[R] trouble with Vista & reading files

Mike Williamson Thu, 20 Aug 2009 17:52:10 -0700

All,

    I am having trouble with a "read.table()" function that is inside of
another function.  But if I call the function by itself, it works fine.
Moreover, if I run the script on a Mac OS X (with the default Mac OS X
version of R installed, rev 2.8), it works fine.  But it does not work if I
run it on windows vista (also default Windows version of R, rev. 2.8).


    Again, both calls shown below work fine in Mac, but only the call by
itself works in Vista.  The other call embedded in a function does not.

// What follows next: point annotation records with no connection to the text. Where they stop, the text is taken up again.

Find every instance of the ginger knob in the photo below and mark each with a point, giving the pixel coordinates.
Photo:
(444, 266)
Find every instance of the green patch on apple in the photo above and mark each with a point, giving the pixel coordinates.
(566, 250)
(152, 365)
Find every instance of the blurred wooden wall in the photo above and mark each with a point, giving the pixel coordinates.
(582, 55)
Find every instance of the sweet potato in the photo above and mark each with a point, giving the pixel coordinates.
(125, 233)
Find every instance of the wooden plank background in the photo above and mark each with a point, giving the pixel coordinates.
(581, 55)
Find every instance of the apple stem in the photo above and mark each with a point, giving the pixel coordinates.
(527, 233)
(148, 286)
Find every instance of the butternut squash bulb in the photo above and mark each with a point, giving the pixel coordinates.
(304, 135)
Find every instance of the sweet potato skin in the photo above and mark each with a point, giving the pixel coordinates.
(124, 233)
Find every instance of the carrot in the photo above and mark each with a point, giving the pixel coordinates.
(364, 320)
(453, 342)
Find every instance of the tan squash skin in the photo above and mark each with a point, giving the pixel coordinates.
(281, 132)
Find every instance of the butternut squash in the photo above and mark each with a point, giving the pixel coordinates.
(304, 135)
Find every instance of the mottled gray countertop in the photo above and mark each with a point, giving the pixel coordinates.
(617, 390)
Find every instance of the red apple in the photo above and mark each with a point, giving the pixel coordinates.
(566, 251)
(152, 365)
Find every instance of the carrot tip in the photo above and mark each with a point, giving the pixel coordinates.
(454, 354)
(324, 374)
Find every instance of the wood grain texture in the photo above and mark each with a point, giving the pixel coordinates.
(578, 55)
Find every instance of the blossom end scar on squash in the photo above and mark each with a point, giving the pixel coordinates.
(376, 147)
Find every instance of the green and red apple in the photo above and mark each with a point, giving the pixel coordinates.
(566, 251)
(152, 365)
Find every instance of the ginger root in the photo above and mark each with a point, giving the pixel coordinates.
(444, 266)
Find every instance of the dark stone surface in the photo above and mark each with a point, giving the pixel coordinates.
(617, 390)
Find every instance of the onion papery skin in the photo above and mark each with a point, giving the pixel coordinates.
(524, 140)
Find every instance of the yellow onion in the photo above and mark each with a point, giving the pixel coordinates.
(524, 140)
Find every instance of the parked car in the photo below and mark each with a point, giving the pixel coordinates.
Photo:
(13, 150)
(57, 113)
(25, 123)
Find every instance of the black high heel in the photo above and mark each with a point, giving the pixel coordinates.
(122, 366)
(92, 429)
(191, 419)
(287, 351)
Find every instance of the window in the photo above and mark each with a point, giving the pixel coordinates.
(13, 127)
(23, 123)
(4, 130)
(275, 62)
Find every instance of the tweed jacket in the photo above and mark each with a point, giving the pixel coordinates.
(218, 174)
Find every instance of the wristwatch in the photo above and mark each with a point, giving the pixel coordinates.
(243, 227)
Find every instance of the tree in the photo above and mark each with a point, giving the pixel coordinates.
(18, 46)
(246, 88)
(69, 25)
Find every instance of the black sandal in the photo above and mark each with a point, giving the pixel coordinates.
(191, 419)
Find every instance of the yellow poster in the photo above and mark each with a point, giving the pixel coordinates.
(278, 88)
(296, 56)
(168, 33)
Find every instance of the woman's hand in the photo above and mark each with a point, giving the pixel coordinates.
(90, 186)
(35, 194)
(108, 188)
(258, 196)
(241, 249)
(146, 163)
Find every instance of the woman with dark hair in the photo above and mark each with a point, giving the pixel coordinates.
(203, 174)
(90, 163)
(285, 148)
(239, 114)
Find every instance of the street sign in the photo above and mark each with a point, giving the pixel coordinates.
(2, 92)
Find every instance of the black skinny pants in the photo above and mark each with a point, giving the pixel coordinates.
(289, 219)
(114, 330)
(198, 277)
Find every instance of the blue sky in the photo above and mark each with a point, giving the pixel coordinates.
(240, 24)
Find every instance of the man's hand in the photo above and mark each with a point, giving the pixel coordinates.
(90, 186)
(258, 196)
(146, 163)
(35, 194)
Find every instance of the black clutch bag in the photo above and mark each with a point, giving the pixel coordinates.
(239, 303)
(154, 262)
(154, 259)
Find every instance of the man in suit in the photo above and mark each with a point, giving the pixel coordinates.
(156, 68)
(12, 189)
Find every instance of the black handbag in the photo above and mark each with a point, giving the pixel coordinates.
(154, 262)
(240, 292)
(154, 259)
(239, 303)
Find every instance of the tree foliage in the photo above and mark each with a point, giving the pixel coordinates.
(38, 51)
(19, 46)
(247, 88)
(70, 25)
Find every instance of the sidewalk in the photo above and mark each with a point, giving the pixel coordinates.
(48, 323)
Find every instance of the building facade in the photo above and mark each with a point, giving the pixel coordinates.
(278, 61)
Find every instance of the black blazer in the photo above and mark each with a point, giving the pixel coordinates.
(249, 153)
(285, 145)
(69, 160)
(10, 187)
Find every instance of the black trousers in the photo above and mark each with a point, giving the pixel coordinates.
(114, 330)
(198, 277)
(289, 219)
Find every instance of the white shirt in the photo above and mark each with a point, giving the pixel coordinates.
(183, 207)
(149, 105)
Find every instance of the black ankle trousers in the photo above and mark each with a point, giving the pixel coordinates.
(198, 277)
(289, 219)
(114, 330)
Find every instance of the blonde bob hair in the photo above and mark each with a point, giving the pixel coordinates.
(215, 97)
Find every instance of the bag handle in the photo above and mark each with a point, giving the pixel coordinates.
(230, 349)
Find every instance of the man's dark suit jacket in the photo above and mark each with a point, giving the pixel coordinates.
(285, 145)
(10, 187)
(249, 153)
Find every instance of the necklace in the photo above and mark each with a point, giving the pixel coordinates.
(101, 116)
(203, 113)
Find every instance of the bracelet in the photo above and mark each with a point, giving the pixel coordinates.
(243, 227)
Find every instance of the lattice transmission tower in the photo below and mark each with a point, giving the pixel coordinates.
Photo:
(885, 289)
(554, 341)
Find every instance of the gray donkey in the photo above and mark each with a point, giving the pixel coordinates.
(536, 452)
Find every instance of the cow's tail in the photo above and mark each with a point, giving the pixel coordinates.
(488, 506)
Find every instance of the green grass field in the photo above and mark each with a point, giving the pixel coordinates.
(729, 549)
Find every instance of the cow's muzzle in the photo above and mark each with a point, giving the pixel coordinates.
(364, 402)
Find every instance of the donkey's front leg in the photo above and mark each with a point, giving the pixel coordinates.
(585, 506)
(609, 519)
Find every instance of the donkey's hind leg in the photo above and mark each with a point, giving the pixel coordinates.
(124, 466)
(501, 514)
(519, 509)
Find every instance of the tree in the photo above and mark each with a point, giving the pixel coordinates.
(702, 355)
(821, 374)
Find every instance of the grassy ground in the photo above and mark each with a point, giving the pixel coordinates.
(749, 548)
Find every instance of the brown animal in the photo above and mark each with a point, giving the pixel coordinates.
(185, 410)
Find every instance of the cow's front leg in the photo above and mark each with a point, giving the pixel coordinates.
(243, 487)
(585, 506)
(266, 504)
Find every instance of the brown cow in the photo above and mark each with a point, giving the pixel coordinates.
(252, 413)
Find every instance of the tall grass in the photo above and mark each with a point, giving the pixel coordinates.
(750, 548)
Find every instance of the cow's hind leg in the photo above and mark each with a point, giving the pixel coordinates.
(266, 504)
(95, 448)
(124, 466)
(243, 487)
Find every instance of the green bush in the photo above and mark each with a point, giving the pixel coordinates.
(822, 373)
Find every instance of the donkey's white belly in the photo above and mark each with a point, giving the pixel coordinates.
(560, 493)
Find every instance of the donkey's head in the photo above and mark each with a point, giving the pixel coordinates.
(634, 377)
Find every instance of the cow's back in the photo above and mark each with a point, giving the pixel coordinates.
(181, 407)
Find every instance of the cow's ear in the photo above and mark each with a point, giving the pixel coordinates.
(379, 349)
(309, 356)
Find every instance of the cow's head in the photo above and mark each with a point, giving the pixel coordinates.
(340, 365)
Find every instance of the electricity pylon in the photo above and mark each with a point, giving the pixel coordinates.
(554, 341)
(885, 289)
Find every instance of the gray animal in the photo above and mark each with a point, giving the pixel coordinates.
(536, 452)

                            Thanks in advance for all the help!!
                                              Regards, Mike

    Below are the calls:

#############################################
Below is the call which DOES work, as long as it is called by itself.
##############################################



*  eTestData <-
read.table("C:/Users/<userID>/Documents/R/eTestDataDir/EtestExample.csv",header
= TRUE,
                          as.is = TRUE)
*


#############################################
Below is the call which does NOT work.  The problem function call
highlighted in *red*
Especially strange with this is that there is a call below to ask for all
the files in the directory, which I
have highlighted in *purple*, and that call works fine.  So it is some sort
of permissions thing.
##############################################

cro.etest.grab <- function(dataDir="raw.etest.data", header="hdr",
                          dataHeaders="datasets/eTestDataHeaders.txt",
                          slotCol="Wafer", dateFormat="%m/%d/%Y %H:%M:%S",
                          lotCol="eTestLotID") {
### Function: grab data in its raw form from SVTC's HP electrical tester and
###           "munge" it into a format more friendly for analysis in R.
### Requires: dataDir     -- the directory where the raw SVTC data set is
stored
###           header      -- the differentiation between the names of the
data
###                          files and the header files.  E.g., if data file
###                          is "CORR682..18524" and header file is
###                          "CORR682.hdr.18524", then the header is "hdr".
###           dataHeaders -- Sometimes the labels for the data is missing,
but
###                          they are NEARLY always the same.  If the labels
###                          are ever missing, this fills them in with the
###                          vector of headers given here.  E.g., c("Wafer",
###                          "Site","R2_ET1_M1",etc.)
###           slotCol     -- In the data file, typically column "Wafer" is
###                          actually the slot ID. This renames it to Slot.
###                          So, SlotCol is the name IN THE RAW DATA.
###           lotCol       -- The data files have no lot ID column, the lot
ID
###                          is grabbed from the file name. This provides a
###                          column header name for the lot ID.
###           dateFormat  -- The test data header file has eTest time,
written
###                          in the format month/day/year hour:minute:sec.
###                          If another format is being read, it can be
###                          altered here.
  dataHeaders <- read.table(dataHeaders, stringsAsFactors = FALSE)[,1]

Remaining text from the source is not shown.